Until at least Jan. 3, the city of Galveston can authorize emergency beach front repairs, including for dunes damaged by Hurricane Harvey. The city usually takes applications and the Texas General Land Office makes a final decision, but the agency issued an emergency rule Sept. 5 suspending its own oversight to speed up post-hurricane repairs.
The West End Property Owners Association has encouraged its member organizations to apply for dune repairs, president Jerry Mohn said. Many of those groups likely wouldn’t have applied without the rule change because of the time the land office normally takes to authorize such projects, Mohn said.
Without going through the land office for approval, dune repairs are much easier, he said.
“You don’t have to go through the bureaucracy,” Mohn said.
The emergency rules don’t allow for new dune construction, but allows groups to restore dunes to the state they were in before the hurricane, land office spokeswoman Brittany Eck said.
Cities still have to ensure that applicants adhere to the permitting requirements, Eck said.
“The homeowners must still get the permit through the local entity, but the GLO does not have to review it for approval to be granted,” Eck said in an email. “The rules regulating these improvements are still in place.”
The city of Galveston has approved less than a dozen applicants for dune repairs so far, said Dustin Henry, coastal resource manager for the city.
Hurricane Harvey made landfall Aug. 25 in Rockport, 200 miles south of the county and moved up the coast, dropping more than 40 inches of rain in certain areas. Galveston was largely spared from major destruction during the hurricane, but number of parties on the West End said the dunes in their neighborhoods were almost wiped out by the storm’s runoff and storm surge.
The lack of adequate dune structures has put both public and private structures at risk, they said.
“This is a matter of protecting infrastructure there,” said Chris Robb, president of the Pirates Property Owners Association. “If we don’t do this, we are going to lose roads.”
The Pirates Property Owners Association is one of several groups that has taken advantage of the lapse in state approval.
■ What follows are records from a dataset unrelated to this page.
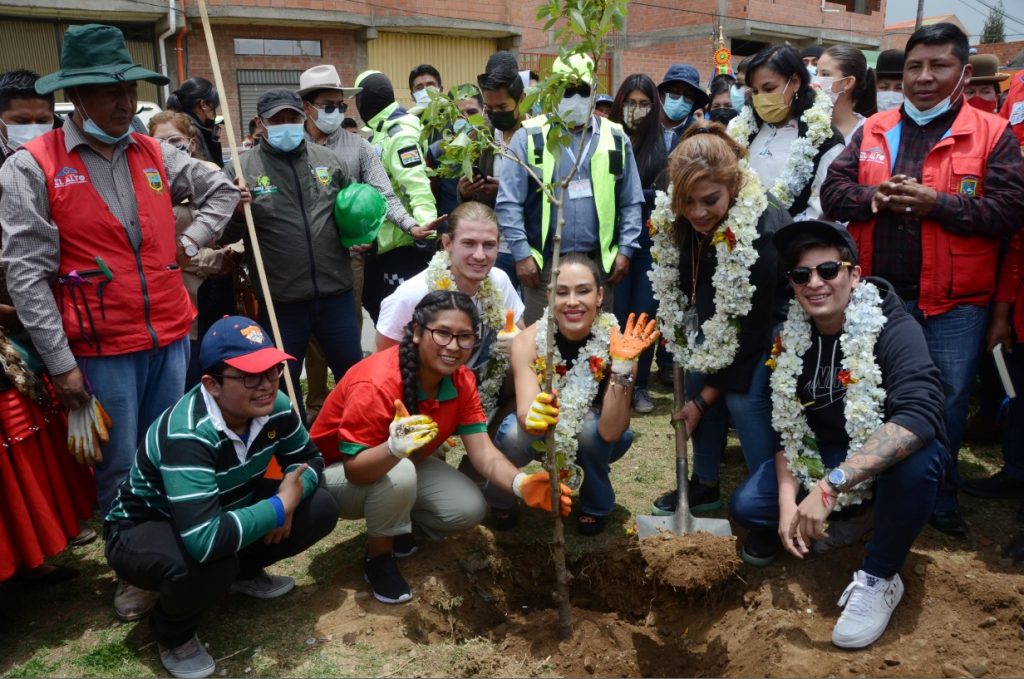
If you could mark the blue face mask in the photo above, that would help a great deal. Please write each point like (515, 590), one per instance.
(285, 137)
(677, 108)
(925, 117)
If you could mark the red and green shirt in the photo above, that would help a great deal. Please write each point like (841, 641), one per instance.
(358, 411)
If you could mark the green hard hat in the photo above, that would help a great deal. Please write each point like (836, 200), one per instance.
(358, 213)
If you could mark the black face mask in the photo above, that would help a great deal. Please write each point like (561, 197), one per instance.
(503, 120)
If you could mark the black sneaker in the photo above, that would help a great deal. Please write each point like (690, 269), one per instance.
(404, 545)
(998, 485)
(702, 499)
(385, 581)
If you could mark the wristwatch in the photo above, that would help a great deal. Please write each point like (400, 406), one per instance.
(189, 246)
(837, 478)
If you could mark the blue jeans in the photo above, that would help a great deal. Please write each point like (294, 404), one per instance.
(954, 340)
(331, 321)
(597, 498)
(752, 415)
(904, 498)
(135, 389)
(1013, 436)
(636, 294)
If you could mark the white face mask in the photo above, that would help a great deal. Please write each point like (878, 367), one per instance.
(22, 134)
(888, 100)
(574, 110)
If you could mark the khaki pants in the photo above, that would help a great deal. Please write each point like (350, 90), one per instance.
(440, 500)
(536, 299)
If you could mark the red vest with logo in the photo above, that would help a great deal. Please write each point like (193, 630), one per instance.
(954, 269)
(143, 304)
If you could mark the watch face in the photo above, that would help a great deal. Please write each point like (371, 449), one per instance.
(836, 476)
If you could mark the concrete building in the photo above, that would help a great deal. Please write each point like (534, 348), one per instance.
(267, 43)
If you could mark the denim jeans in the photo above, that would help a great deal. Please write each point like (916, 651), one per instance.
(954, 340)
(752, 415)
(595, 456)
(636, 294)
(1013, 436)
(135, 389)
(331, 321)
(904, 497)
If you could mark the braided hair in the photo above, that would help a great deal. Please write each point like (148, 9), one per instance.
(425, 313)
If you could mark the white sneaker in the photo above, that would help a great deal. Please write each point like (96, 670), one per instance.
(868, 602)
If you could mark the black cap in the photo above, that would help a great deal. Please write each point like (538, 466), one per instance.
(814, 231)
(275, 100)
(890, 64)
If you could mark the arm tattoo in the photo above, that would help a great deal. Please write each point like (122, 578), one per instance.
(886, 447)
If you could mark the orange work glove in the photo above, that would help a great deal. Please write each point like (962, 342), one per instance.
(536, 492)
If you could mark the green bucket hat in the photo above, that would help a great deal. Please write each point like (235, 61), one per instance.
(95, 54)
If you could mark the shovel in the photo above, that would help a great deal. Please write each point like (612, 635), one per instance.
(682, 521)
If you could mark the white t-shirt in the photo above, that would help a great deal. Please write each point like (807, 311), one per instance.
(396, 309)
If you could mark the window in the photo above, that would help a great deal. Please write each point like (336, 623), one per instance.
(270, 47)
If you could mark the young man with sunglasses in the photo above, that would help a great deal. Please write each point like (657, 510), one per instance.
(196, 517)
(863, 354)
(601, 204)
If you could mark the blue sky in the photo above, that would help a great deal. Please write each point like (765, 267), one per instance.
(971, 12)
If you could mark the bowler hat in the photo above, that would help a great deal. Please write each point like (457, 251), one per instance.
(95, 54)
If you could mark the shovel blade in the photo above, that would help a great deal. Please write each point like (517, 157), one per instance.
(651, 525)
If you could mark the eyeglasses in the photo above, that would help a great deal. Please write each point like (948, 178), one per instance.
(801, 276)
(253, 380)
(331, 108)
(582, 90)
(443, 337)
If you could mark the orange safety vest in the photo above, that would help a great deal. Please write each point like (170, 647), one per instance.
(954, 269)
(143, 304)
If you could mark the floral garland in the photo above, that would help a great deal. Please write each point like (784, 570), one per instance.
(860, 374)
(733, 241)
(492, 304)
(800, 166)
(577, 386)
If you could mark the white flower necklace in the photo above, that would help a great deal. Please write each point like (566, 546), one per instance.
(492, 304)
(577, 385)
(733, 241)
(800, 165)
(860, 374)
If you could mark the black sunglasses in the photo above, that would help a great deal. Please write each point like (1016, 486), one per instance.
(801, 276)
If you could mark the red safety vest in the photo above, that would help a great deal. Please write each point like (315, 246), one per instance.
(144, 305)
(954, 269)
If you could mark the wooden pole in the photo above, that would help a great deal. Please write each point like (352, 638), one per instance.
(253, 241)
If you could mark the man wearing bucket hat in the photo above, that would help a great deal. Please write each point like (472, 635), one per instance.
(930, 191)
(400, 251)
(602, 206)
(294, 186)
(848, 348)
(983, 90)
(91, 256)
(681, 95)
(197, 518)
(324, 100)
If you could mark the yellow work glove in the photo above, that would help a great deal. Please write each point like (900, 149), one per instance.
(543, 414)
(409, 432)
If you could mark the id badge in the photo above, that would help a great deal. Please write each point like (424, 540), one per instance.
(581, 188)
(691, 326)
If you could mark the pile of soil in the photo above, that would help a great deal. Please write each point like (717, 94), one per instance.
(647, 610)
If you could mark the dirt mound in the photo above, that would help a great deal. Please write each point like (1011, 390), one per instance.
(694, 561)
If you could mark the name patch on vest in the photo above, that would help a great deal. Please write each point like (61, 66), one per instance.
(323, 175)
(154, 178)
(69, 176)
(872, 155)
(969, 186)
(263, 186)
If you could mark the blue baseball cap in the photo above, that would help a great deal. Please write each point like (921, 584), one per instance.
(687, 75)
(241, 343)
If the state hadn’t put the emergency rules in place, the repairs might not have been approved because the state is “stringent,” Robb said.
“We may have tried, but I’m not sure how successful we would have been,” Robb said.
Dunes in general are closely linked to controversy over public property rights on Texas beaches. While the “wet beach,” or anything seaward of the mean high tide line, demarcates the public area, anything between that and the dunes is usually private property but accessible to the public.
If anyone violates the terms of the emergency rules, such as by moving the dunes, they could be subject to legal action, Eck said.
“The emergency rules allow the permitting process to be expedited, but does not grant exceptions to the compliance with the rules in the statute,” Eck said. “The local government and GLO still have the ability to review activities that may be out of compliance with the statute and pursue enforcement actions after a review of the case.”
Environmentalists also closely monitor the dunes, as they tend to be habitats for certain turtle and bird species on the coast.
Joanie Steinhaus, the Gulf Coast campaign director for the Turtle Island Restoration Network, said she hasn’t worried too much that the bypassing of state approval will cause any problems but that the construction work on the beach is still troubling.
“I want people’s properties to be protected, but as far as the beach and the dune system, there’s regulations in place to protect those structures,” Steinhaus said. “There’s always a concern anytime there’s work done on the beach, that it would harm birds or turtles.”
Hernan Botero, who owns the beach maintenance company Beachside Environmental, is doing several of the dune projects for neighborhood associations and condominiums, including one in front of Riviera Condominiums.
Botero argued that the work is environmentally necessary, especially as he said he has seen tides rise over the years.
“If we get another Harvey or another Ike or something worse, there’s not going to be anything here,” Botero said. “You need those dune systems to be able to protect the buildings.”